Marketinglüge: Produkte sind nicht von Xiaomi
Nur wenige Marken schaffen es, eine direkte Kooperation mit Xiaomi einzugehen, die diese dann als das eigene Produkt verkaufen und vermarkten. Aus diesem Grund sind die Beschreibungen der China-Shops wie GearBest oder Aliexpress extremst irreführend.
Dies wird durch einen Blick auf chinesische Online-Shops wie JD.com deutlich, denn dort werden die meisten Produkte korrekt unter ihrer eigenen Marke geführt. Auch die Mijia Plattform macht dies mehr als deutlich, denn der Kundenservice muss von dem jeweiligen Unternehmen übernommen werden und Xiaomi greift hier nicht ein.

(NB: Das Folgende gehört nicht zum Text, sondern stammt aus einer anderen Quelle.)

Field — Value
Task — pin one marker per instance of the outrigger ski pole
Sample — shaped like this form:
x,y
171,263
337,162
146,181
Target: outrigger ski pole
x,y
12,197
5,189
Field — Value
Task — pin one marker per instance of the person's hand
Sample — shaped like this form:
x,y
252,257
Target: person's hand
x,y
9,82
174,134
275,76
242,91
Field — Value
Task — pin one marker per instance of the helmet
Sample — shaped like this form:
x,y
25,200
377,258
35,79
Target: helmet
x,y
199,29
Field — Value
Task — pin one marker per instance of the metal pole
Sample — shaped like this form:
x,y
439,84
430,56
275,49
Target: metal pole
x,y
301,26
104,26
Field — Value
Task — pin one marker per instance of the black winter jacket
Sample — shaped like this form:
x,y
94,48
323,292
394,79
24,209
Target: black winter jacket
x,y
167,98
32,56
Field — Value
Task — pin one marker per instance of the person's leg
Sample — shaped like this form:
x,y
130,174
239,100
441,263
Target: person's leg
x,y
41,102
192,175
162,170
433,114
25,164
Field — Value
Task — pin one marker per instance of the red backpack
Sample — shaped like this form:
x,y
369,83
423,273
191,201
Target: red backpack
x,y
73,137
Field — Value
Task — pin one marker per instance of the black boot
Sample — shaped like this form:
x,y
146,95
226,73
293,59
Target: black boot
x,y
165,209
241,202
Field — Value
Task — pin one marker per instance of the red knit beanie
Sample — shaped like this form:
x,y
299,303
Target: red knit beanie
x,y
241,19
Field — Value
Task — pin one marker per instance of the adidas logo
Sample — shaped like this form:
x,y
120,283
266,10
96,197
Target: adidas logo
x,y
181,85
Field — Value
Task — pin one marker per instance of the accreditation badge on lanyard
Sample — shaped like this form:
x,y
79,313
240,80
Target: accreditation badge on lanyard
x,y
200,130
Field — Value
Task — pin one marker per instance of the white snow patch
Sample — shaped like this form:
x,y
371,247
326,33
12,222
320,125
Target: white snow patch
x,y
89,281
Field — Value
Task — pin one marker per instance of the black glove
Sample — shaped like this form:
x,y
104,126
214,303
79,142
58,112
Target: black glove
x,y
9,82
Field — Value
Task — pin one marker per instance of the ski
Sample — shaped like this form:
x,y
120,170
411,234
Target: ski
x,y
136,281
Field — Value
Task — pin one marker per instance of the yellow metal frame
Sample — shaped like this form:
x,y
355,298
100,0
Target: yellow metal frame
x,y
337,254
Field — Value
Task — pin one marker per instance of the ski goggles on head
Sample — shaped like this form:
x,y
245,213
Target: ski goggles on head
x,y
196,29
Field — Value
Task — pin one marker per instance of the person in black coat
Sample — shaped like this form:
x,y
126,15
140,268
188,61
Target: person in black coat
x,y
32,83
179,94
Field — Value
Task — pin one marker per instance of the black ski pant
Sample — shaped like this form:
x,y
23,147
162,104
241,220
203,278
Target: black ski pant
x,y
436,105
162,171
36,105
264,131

Dennoch werden gute Produkte in die Marke Mijia integriert und über mi.com verkauft. Als Beispiel gilt dieser Kochtopf oder ein Kissen der Marke H8. Nur wenn Xiaomi direkt die Finger im Spiel hat, handelt es sich um ein Produkt der Marke Mijia oder um eine Kooperation mit Mijia.
Die erfolgreichsten Crowdfunding Produkte
Die zwei erfolgreichsten Produkte könnten unterschiedlicher nicht sein. Jedoch haben beide über 6000% ihres eigentlichen Ziels erreicht – ein Wert, der für Kickstarter oder Indiegogo nahezu undenkbar ist.

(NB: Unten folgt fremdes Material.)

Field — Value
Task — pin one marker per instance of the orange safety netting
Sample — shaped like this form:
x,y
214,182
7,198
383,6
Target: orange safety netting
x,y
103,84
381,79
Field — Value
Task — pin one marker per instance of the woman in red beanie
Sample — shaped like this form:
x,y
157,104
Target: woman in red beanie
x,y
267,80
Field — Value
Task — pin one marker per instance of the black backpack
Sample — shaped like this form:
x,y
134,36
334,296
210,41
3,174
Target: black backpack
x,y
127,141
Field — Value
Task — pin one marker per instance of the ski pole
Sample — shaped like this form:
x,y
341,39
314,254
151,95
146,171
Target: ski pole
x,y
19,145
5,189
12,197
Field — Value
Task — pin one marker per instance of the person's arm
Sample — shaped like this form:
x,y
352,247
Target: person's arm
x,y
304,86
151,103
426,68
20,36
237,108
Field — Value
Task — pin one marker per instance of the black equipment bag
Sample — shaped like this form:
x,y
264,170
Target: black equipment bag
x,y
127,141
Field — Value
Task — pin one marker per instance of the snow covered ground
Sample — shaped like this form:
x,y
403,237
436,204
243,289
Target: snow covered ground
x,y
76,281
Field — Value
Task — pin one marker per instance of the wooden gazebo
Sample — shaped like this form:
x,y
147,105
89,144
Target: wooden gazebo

Es handelt sich um schnelltrocknende Unterwäsche von Cottonsmith für Mann und Frau und ein Dysonähnlicher Staubsauger der bekannten Partnermarke Roidmi (CN:睿米). Cottonsmith wurde von 65.000 Nutzern vorbestellt, die zusammen über 5 Millionen Renminbi (±700.000€) ausgegeben haben. Rodmi auf der anderen Seite machte 12.000 Fans auf ihr neues Produkt aufmerksam, die insgesamt 18 Millionen Renminbi (±2.500.000€) zum Vorverkauf beigetragen haben.
Bisher konnte jedes Produkt, welches Xiaomi für die Mijia Plattform freigegeben hat, problemlos finanziert werden. Mittlerweile sind es über 100 Produkte aus jeglichen Kategorien.
Xiaomis Ökosystem wächst und wächst
Die Strategie des Publikumlieblings aus China ist genial. Die besseren Hersteller aus China werden durch Logistik, Design und Technik unterstützt und im Gegenzug werden Firmenanteile übergeben oder exklusive Verträge erstellt. Besonders gute Marken werden von Xiaomi durch eine Finanzspritze unterstützt. Das Unternehmen tätigte bisher 35 Direktinvestitionen in diverse Unternehmen.
Ein vollständige Liste der über 50 Unternehmen des Mi Ökosystems gibt es auf der Fanseite xiaomi-mi.com. Neben vielen bekannten Namen sind auch einige unbekannte und überraschende Kategorien zugegen.
Ein überragendes Businessmodell?
Besonders beeindruckend an Xiaomi ist die Art und Weise, wie sie ihr Imperium erschaffen haben. Gute Hersteller wurden besser gemacht und interessante Partner werden mit hochqualifizierten Mitarbeitern unterstützt. Das System klappt so gut, dass Yi und Huami bereits nach kurzer Zeit selbst über 1 Milliarden US-Dollar wert waren.
Abhängigkeit zum Mutterschiff, aber eine unabhängige Unternehmensführung der einzelnen Partner machen das Xiaomi Ökosystem und ihre Crowdfunding-Ambition so interessant. Absolut genial und ideal, um ambitionierte Startups mit guten Teams zu unterstützen.
Was haltet ihr von Xiaomis System? Sollten wir langsam alle Angst haben, dass sie keiner stoppen kann?